Un travailleur est une personne qui s’engage via un contrat de travail à exécuter un travail sous l’autorité d’un employeur, contre rémunération. Les sportifs de haut niveau ne sont pas tous des travailleurs. En revanche, les footballeurs et les cyclistes qui travaillent en club ou en équipe, par exemple, relèvent bien de cette définition. Ces sportifs professionnels reçoivent un salaire. Celui-ci peut prendre la forme d’un salaire mensuel fixe, d’une indemnité pour prestations fournies, de primes de match ou combiner plusieurs de ces possibilités.
Les sportifs professionnels sont aussi tenus de participer à toutes les activités et rencontres du club ou de l’équipe et de respecter les horaires de travail fixés. Le club ou l’équipe possède en outre une compétence de contrôle et de sanction. Il y a donc clairement un rapport d’autorité.
Le travail des sportifs professionnels consiste à s’entraîner, à se constituer une condition physique et à l’entretenir et à participer à des rencontres tant officielles qu’amicales.

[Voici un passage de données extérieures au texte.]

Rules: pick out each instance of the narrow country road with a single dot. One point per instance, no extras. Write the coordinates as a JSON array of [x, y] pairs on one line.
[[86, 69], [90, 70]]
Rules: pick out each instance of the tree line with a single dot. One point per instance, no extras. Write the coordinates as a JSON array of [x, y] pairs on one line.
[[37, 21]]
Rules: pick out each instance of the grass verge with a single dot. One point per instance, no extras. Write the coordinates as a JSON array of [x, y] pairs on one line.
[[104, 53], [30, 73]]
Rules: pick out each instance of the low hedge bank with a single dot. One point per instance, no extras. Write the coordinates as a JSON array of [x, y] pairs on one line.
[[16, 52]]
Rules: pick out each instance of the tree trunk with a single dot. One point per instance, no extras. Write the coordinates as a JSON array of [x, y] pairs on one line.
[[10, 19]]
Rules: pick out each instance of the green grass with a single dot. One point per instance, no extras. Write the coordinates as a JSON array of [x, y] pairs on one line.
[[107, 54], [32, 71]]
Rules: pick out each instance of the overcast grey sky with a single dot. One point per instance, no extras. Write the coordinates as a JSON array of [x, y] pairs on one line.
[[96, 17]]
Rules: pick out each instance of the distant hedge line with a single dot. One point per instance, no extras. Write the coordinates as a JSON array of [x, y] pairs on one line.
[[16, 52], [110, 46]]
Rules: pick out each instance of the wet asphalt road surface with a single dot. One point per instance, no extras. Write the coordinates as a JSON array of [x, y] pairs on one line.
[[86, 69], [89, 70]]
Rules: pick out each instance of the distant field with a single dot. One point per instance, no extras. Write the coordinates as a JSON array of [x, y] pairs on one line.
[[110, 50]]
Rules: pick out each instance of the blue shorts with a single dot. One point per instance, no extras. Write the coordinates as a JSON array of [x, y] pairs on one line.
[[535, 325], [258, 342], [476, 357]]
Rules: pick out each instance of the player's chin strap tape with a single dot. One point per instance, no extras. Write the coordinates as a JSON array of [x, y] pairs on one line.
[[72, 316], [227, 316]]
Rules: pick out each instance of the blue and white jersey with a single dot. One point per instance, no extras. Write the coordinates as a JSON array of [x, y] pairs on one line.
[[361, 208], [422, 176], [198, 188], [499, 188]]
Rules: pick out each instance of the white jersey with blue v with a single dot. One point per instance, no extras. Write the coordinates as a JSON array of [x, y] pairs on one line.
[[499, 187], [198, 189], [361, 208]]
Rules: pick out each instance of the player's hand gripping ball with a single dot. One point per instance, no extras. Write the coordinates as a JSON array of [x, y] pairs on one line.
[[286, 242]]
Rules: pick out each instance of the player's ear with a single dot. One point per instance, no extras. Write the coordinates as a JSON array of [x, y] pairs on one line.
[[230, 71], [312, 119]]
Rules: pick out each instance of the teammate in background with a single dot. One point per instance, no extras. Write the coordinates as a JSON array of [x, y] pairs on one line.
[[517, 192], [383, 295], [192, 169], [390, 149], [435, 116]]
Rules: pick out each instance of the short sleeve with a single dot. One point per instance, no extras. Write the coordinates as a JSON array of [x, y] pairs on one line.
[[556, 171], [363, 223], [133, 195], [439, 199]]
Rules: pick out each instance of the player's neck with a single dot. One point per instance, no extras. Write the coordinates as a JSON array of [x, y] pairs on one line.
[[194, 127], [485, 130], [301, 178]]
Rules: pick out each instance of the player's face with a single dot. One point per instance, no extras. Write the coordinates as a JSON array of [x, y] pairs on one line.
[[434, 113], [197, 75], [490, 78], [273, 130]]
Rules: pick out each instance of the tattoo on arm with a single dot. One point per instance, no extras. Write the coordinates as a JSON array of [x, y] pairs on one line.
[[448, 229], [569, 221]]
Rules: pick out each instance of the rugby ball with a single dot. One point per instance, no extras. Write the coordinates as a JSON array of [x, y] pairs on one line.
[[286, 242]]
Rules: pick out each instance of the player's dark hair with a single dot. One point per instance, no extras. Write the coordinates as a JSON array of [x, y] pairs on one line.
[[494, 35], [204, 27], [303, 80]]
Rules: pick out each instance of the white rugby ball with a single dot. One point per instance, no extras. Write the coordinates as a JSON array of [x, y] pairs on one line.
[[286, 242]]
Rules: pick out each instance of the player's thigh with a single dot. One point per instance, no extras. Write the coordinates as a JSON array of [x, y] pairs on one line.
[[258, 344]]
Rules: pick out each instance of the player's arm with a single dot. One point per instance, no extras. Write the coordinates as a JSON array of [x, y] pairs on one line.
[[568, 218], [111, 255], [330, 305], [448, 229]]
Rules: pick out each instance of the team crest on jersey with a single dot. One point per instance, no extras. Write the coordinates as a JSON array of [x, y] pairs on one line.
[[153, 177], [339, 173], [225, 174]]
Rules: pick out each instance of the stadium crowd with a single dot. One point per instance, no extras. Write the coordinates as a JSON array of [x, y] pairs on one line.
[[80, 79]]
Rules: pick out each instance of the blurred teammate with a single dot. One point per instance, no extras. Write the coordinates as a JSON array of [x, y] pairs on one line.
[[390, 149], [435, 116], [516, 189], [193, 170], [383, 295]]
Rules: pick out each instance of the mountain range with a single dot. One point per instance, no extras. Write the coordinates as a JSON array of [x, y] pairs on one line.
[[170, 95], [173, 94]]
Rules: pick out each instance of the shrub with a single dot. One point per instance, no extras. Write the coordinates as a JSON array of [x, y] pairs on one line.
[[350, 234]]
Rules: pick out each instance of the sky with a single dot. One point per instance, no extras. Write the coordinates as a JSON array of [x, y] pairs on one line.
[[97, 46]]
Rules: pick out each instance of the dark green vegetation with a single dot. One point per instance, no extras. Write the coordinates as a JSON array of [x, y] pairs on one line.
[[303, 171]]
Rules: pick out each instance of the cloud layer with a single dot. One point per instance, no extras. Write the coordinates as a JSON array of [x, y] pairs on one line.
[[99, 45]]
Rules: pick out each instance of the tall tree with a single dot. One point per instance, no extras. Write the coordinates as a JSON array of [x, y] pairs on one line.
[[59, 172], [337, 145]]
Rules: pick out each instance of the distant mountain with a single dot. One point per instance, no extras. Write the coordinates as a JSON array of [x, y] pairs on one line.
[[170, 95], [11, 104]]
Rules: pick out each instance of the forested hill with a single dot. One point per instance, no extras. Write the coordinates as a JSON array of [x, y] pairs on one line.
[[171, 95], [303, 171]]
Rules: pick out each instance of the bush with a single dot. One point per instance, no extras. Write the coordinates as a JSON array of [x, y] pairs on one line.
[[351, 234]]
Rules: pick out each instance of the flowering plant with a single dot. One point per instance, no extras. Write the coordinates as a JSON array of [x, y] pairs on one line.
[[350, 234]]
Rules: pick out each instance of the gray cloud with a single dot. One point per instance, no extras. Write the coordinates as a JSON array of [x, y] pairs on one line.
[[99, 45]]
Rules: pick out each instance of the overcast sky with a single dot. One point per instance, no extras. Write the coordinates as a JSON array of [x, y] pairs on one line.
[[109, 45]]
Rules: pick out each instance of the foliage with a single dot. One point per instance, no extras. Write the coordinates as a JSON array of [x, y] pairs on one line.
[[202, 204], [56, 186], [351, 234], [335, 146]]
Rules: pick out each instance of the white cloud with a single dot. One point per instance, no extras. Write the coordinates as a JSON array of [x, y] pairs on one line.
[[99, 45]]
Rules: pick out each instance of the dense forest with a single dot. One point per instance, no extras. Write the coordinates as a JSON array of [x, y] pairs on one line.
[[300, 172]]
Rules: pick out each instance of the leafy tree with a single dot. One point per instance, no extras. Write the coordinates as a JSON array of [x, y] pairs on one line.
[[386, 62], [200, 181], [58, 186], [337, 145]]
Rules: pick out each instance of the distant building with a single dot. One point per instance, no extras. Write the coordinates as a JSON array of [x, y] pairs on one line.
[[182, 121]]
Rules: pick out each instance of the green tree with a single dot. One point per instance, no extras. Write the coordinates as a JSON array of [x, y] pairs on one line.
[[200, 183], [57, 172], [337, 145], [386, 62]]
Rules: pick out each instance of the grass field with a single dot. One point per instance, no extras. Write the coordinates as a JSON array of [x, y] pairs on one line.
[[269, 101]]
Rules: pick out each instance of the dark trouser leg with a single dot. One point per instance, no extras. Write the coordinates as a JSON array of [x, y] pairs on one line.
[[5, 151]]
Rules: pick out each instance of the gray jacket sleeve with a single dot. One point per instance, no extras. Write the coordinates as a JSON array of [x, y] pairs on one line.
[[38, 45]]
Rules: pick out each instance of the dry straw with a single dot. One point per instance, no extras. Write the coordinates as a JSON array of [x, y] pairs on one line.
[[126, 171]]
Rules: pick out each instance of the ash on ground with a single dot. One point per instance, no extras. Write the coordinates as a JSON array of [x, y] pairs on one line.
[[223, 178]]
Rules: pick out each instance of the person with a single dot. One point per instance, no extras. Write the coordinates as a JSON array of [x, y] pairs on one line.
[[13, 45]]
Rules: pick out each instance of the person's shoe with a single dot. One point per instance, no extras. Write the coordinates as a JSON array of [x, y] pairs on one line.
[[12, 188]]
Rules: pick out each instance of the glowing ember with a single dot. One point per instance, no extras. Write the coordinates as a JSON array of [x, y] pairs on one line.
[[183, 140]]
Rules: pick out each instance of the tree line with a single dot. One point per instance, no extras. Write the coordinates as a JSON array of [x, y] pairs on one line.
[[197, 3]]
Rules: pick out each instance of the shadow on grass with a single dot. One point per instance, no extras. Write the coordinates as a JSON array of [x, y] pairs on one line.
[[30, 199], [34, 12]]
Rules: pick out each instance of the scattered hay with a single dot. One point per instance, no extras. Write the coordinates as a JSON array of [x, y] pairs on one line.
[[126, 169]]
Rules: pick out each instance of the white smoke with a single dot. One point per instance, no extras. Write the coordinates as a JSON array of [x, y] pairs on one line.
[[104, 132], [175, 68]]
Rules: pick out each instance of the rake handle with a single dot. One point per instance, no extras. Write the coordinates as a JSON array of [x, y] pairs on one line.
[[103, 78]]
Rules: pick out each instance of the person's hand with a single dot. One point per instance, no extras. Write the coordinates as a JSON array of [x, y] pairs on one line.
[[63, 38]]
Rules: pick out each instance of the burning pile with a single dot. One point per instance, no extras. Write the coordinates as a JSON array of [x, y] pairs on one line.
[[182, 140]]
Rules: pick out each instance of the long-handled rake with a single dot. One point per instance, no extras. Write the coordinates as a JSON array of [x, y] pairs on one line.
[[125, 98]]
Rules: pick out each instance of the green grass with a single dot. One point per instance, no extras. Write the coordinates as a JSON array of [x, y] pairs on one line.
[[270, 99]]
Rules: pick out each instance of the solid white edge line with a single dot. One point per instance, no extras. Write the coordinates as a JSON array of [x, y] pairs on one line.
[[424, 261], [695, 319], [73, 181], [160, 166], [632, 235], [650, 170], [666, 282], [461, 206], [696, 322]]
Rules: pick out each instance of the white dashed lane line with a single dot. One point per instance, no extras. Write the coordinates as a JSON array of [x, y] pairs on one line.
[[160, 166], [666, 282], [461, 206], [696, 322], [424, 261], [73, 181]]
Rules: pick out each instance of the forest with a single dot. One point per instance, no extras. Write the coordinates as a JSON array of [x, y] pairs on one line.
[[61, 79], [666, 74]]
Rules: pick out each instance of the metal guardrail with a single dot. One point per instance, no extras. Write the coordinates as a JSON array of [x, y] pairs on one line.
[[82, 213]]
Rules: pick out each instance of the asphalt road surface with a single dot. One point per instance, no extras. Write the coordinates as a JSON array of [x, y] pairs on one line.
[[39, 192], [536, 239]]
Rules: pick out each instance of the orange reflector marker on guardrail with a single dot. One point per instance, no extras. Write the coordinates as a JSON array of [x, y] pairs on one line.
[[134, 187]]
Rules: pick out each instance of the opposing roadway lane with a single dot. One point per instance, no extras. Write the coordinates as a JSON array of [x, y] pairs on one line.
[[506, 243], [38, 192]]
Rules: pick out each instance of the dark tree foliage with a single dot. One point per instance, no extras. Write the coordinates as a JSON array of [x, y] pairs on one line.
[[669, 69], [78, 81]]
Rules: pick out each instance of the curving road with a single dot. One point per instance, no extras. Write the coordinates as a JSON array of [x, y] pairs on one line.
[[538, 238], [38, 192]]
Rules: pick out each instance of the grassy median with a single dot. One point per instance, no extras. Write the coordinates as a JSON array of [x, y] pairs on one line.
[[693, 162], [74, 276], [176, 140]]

Jeu, set et match en quelque sorte. La plupart des sportifs professionnels en Belgique sont des travailleurs et tombent dès lors sous le champ d’application de la loi sur le bien-être au travail.
Santé?
Faire du sport, c’est bon pour la santé, n’est-ce pas? Oui et non. Un sport n’est pas l’autre. Et chaque sport comporte des risques de surcharges physiques, de blessures et d’accidents.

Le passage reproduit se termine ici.